Predicting Car Prices Using K Nearest Neighbors Algorithm¶

Introduction¶

In this project we'll practice the machine learning workflow using k-nearest neighbors algorithm to predict a car's market price using its attributes. The data set we will be working with contains information on various cars. For each car we have information about the technical aspects of the vehicle such as the motor's displacement, the weight of the car, the miles per gallon, how fast the car accelerates, and more.
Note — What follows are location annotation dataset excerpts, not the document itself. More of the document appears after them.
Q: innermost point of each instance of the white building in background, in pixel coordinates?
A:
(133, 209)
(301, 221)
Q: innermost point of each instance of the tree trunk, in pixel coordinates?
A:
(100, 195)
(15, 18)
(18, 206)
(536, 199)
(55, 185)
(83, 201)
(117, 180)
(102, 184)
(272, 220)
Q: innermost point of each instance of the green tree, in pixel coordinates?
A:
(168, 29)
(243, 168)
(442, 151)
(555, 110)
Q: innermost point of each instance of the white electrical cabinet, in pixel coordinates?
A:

You can read more about the data set here.

Before we dive further into the project, let's take a closer look at the algorithm we will be using.

The K-Nearest Neighbors (KNN) is a fundamental machine learning algorithm that can be used for classification and regression problems based on feature similarity.

This algorithm is used to solve the classification model problems. K-nearest neighbor or K-NN algorithm basically creates an imaginary boundary to classify the data. When new data points come in, the algorithm will try to predict that to the nearest of the boundary line.

Therefore, larger k value means smother curves of separation resulting in less complex models. Whereas, smaller k value tends to overfit the data and resulting in complex models.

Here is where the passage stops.